State NAACP leaders told the [Kansas City] Star that the decision to issue the advisory was made after recent legislation passed in the state which makes it harder to win discrimination suits, the longtime and continued racial disparities in traffic enforcement, and a number of incidents that exemplify harm coming to both minority residents and minority visitors to the state. –The Root

 White House finally admits those calls to Trump from the Boy Scouts and President of Mexico didn’t actually happen (New York Times)

Comment: If only we had a cliché to describe that thing when somebody says something he knows is not true, and then does it over and over.



  • Christina H
    August 3, 2017

    The comment on immigration restrictions seems to imply that all parties understand that curbing immigration will harm low-income workers, whether or not they admit it. This is simply untrue. Democrats (and some intelligent conservatives) sincerely believe that the current level of legal immigration puts virtually no downward pressure on the wages of low-skilled American workers.

    As a researcher in a social science yourself, I’m sure you’ll acknowledge that the people qualified to comment on immigration policy’s effect on the labor market are labor economists. The majority of economists who’ve studied the issue side with the Democrats on this one, basing their arguments mainly on seminal study by the economist David Card, which can be found here:

    There are well-respected economists who disagree, and who would argue that low-wage American workers are significantly affected by the current level of legal immigration. Among them is the famous George Borjas, of Harvard. So Trump’s policy isn’t ridiculous by any means.

    Still, your contention that Democrats themselves “know” that they’re hurting low-wage workers is incorrect and unfair.

    • Christina H
      August 3, 2017

      My comment as written is confusing–I meant that Prof. Lipson stated that FAILING to curb immigration would harm low-income workers.

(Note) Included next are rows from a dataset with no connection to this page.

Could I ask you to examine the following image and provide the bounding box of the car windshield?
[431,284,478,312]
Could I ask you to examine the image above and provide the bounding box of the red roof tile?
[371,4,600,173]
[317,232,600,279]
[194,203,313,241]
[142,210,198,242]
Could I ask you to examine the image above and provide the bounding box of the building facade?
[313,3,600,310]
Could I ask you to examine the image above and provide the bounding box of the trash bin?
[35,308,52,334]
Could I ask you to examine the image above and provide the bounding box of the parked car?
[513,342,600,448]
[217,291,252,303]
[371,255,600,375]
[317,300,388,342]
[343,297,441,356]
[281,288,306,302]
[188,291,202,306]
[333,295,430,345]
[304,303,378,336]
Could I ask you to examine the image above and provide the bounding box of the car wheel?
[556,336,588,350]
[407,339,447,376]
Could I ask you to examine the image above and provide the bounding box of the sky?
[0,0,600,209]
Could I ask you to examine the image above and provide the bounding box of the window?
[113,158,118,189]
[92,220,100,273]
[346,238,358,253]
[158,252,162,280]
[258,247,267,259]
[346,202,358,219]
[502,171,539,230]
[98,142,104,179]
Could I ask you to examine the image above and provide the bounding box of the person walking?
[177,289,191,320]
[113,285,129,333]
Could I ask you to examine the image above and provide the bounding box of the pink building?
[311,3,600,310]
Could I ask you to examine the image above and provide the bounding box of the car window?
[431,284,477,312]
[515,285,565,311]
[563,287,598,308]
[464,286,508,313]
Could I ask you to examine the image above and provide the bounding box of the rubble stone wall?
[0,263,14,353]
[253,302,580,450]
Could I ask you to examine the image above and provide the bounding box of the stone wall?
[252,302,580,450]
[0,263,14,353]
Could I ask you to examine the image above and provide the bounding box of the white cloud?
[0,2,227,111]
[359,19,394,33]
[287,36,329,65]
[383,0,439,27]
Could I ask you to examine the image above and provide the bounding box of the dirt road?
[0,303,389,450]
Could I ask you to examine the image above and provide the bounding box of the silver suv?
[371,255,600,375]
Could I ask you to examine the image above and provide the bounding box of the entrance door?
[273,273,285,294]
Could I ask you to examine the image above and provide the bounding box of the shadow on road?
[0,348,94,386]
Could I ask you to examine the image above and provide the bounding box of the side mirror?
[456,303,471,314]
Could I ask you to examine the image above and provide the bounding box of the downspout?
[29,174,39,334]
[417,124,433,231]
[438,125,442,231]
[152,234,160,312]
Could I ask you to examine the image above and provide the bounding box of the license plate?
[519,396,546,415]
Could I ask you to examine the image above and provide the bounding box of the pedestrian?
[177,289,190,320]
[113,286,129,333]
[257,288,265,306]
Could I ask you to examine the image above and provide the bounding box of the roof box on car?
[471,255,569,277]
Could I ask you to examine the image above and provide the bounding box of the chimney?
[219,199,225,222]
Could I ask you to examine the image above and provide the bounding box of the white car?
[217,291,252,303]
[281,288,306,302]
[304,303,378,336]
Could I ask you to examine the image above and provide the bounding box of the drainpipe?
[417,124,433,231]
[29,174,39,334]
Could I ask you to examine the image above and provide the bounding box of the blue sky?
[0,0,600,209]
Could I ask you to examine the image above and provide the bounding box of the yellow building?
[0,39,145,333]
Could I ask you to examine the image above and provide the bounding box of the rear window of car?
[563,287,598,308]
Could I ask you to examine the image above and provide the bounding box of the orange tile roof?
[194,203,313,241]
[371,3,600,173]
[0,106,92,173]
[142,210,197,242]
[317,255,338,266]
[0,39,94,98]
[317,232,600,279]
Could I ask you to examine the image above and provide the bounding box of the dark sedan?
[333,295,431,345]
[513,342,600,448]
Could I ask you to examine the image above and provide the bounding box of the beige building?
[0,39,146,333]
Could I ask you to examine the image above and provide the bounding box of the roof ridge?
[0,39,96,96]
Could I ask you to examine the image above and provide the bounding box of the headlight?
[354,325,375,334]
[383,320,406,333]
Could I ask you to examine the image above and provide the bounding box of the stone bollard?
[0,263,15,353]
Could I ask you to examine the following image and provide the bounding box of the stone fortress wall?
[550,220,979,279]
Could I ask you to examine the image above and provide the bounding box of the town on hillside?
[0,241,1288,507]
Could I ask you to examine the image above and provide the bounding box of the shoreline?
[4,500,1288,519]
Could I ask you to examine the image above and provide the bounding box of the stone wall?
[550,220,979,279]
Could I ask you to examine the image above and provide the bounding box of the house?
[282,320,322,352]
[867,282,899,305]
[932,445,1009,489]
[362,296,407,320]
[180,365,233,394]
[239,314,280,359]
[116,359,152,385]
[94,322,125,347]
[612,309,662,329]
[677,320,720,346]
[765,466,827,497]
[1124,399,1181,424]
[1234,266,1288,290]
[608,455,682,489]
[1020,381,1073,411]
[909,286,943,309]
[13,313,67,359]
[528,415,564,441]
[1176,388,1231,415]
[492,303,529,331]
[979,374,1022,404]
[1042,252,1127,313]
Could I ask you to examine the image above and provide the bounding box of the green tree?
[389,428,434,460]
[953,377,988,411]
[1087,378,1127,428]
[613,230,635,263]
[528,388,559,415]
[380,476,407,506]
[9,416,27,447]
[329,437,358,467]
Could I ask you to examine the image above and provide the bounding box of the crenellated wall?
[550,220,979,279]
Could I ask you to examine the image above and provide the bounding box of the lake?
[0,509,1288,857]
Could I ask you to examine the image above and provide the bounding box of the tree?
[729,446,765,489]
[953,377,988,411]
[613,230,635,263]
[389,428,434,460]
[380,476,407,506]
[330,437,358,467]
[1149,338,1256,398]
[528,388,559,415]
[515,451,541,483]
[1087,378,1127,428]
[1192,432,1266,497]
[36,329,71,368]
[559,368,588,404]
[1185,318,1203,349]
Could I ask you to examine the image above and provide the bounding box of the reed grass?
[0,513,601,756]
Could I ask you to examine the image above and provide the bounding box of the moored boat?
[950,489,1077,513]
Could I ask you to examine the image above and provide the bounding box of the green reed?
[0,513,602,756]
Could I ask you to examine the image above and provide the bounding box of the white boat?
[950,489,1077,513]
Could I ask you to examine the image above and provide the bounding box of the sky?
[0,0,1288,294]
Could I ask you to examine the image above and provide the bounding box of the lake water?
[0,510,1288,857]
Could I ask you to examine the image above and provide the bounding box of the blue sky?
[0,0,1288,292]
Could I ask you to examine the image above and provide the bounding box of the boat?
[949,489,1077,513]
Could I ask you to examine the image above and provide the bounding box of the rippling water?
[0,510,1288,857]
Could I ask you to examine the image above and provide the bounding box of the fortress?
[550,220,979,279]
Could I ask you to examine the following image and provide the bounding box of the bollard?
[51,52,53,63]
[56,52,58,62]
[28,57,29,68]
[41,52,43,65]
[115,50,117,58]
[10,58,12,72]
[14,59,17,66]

      It’s also worth noting that economists mostly agree that focusing on high-skilled immigration is a very good idea, although it’s possible to do that without cutting #s. An influx of skilled workers actually raises the wages of Americans in the industries they flood into, counterintuitively enough. They also have a much easier time assimilating culturally, and they help solve the demographic problems that an aging native born US population poses. An unmixed blessing from a policy standpoint (unless you believe, like Rep. Steve King and the white nationalist wing of the GOP, that “we can’t rebuild Western culture with other people’s babies.”)

  • Mark Zanger
    August 3, 2017

    The term in psychology for lies where you should know you will be caught is primary process lying.

    Worth a google.

    All good Chicagolanders know black-Latin split, but here is another place Trump has rushed past tacticians by using white identity politics to unite both minorities, against Republican efforts to make headway, more consistantly toward Hispanic voters. The problem is to get out of primaries with that, hence the great interest in Governor Sandoval.